We soon stopped at an auto parts store in Greenville, Miss. Five minutes and $30 later, we were on our way with a new fan clutch ready to be installed.
Just outside of Itta Bena, Miss., our car had what could have been a trip-ending breakdown. The driver's side rear wheel worked its way loose, and by the time we pulled over, three lug studs had sheared off and a third was bent, leaving the wheel attached with just one lug nut.
Had we traveled an additional few feet, the wheel would probably have come off. Our situation seemed pretty hopeless until Mr. Hall, the event organizer, appeared with some spare lug nuts. After scavenging one lug stud and lug nut from the opposite side of our car, we had enough parts to continue to Tupelo, our first overnight stop.
A morning car show in the parking lot of the Tupelo Automobile Museum gave us time to find some parts and fix the car. We were soon on the road, but about two and a half hours later we stopped just outside of Birmingham, Ala., so we could enter the city in a group. While we were waiting for the stragglers, many of the truckers who had been running with us for the last hour gave us a blast of their horns while some passing motorists flashed thumbs up. By now, our group included about 50 cars, the overwhelming majority of them Trans Ams.
Steve Clark, a club D.J., had traveled to the event from Sheffield, England. Mr. Clark, who said he was on his fourth car-related trip to the United States, owns a 1978 Trans Am, but he did not bring it along; he was a passenger in a friend's 1969 Dodge Charger. Mr. Clark is planning to rent a car and end up in Nashville for the Dukesfest, an event related to ''The Dukes of Hazzard'' television show.

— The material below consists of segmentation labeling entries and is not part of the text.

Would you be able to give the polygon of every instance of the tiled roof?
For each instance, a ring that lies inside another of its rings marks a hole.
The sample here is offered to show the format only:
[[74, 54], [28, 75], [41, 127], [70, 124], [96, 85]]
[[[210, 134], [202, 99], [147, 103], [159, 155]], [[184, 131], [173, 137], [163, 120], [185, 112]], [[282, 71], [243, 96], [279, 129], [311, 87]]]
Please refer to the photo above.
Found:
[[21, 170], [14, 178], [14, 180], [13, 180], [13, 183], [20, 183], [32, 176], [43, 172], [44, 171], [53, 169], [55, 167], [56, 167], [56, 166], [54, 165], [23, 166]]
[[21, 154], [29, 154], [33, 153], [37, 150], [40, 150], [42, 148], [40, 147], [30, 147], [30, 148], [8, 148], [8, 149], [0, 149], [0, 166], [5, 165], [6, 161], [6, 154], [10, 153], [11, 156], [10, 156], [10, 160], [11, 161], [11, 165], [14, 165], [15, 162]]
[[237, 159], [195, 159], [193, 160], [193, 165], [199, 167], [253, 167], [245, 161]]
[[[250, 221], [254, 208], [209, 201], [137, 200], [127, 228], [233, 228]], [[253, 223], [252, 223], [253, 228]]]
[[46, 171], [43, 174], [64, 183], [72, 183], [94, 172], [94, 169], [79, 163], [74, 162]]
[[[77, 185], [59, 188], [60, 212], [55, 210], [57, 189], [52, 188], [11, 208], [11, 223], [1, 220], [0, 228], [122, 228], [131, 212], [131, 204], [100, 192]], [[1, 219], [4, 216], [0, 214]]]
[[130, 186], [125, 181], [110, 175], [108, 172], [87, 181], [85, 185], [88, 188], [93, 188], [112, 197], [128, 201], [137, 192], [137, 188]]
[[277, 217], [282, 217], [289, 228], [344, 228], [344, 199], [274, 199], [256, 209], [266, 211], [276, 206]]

A lunch stop on the third day at the Talladega Superspeedway, the Nascar track, brought the group together for one last time before reaching Atlanta, about a two-hour drive east. Most of the participants were staying in Atlanta to participate in the Year One Experience, an open house run by Year One, one of the largest suppliers of restoration parts for muscle cars like Trans Ams.
Year One is offering a series of cars that are built using original Trans Ams as their starting point. A fully updated version with supercar performance, the Burt Reynolds Edition BAN II and BAN III, which was shown to the Bandit Run group, still retains much of the exterior look of the original cars. Engines are available up to a 650-horsepower 8.8-liter aluminum block. Fully restored and heavily modified, prices for the BAN II start at $129,900.
On the trip home, I wondered if the owner of a BAN II would have 12 times the fun that I had in my admittedly slower $10,000 original that was so prone to breakdowns.
Somehow, I don't think that is possible.